In my previous post about Piecewise Aggregate Approximation (PAA) I discussed about the algorithm. One of the extensions of PAA leads to Symbolic Aggregate Approximation (SAX). In literature, SAX falls under a group of representation systems which are data-adaptive for time-series and are symbolic. As the name suggests, the algorithm takes a time series and represents it in terms of symbols that are approximate representations of the original time series.

SAX takes a time series of arbitrary length, \(n\), and reduces it to a string of arbitrary length, \(w\). The length of the string is \(w < n\) and typically it is such that \(w \ll n\). The process of SAX first requires that the string is first transformed using the PAA representation which is then symbolised by SAX to form a symbolic representation.

**Discretisation**

The idea behind the SAX transformation involves discretisation of the time series of length \(n\) to form sequences. The first part of the discretisation is handled by the PAA transformation. The next part of the process is to assign symbols for the sections. One requirement for the second part of this discretisation technique is that the symbols are assigned by equiprobability, the property for a collection of events having the same probability of occurring. This is an easy requirement to fulfill as the normalised time series data have a Gaussian distribution. Therefore for discretisation, the equal sized areas under the Gaussian curve can be used for creating breakpoints in the normalised data for assigning the symbols [1].

**1** Breakpoints are a sorted list of numbers \(\beta = \beta_{1}, …, \beta_{a-1}\) such that the area under the Gaussian curve \(\beta_i\) to \(\beta_{i+1} = 1/a\).

These breakpoints can be obtained by looking up a statistical table and can be used to discretise the time series where the coefficients below the smallest breakpoint are mapped to the letter \(a\) while the coefficients greater than or equal to the smallest breakpoint and less than the second breakpoint are assigned to the letter \(b\) and so on. A sequence of such symbols is called a *word* for example `bcdfa`

. A sample code from python to look up the breakpoints for an arbitrary amount of regions from a normal distribution function is below.

```
# Python
import numpy as np
import scipy as sp
def lookupEquiprobableRegions(word_length):
"""Look up equiprobable regions from a normal distribution"""
regions = np.arange(0, word_length, 1) / word_length
return sp.stats.norm.ppf(regions)
```

The above function uses the Percent Point Function (PPF) which is the inverse of the cumulative distribution function and is also called the inverse distribution function (for example, in Matlab it is a function called `norminv`

) [2]. The principle being that for a given distribution function, the probability that the given variable is less than or equal to \(x\) for a given \(x\) is computed. In the python example, the breakpoints are defined by the `regions`

variable which takes the `word_length`

and creates an array of the positions of the breakpoints on the normal distribution. The final returned output are the breakpoint values.

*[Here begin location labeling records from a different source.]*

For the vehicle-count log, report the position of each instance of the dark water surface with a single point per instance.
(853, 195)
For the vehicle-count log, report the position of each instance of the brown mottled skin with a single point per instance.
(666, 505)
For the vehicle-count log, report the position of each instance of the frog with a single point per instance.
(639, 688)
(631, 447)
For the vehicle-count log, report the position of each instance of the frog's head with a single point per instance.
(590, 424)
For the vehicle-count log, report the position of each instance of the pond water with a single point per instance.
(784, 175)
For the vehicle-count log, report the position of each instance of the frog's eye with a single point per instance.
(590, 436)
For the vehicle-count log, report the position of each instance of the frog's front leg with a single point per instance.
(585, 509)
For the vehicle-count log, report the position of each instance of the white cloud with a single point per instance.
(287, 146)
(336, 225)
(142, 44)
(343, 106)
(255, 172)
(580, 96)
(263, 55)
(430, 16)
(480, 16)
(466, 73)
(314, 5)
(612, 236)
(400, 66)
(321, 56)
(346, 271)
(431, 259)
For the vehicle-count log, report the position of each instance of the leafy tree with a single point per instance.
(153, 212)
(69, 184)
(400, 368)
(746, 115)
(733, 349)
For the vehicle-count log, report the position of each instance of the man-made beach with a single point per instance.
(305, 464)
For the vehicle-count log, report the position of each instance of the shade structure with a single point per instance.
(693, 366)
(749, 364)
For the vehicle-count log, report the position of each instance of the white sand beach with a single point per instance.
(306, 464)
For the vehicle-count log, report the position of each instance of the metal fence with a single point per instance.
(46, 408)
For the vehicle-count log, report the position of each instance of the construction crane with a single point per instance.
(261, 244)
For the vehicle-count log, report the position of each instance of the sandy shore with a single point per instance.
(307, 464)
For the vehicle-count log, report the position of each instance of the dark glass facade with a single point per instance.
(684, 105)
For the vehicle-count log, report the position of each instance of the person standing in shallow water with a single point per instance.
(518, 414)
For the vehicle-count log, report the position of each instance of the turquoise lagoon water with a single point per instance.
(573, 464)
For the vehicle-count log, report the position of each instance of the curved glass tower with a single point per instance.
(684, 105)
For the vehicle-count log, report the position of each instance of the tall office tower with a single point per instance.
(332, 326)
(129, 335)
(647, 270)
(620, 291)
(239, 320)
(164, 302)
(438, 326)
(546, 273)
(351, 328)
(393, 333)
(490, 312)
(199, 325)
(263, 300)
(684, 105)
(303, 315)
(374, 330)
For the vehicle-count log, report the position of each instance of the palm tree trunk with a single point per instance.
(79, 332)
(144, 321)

**2** Word is a subsequence \(C\) of a length \(n\) that can be represented as a word. If \(\alpha_i\) is the i-th element of the alphabet, then mapping the approximation of PAA to a word \(\hat{C}\) is obtained using \(\hat{C} = \alpha_j\) if \(\beta_{j-1} \leq \bar{C_i} \lt \beta_j\). This defines the symbolic representation of the series.

With the above lookup table ready, the time series data can now be converted to the symbolic representation. The method of doing this is to map the different elements of a string section, in this case, the `ascii`

alphabet sequence to the breakpoint regions. The example for this study is the same 7-point PAA graph from the previous blog post. The only difference being that the graph is now normalised. As explained above, the symbol is chosen such that the PAA sequence \(\bar{C_i}\) is greater than equal to the breakpoint \(\beta_{j-1}\) or less than the breakpoint \(\beta_j\).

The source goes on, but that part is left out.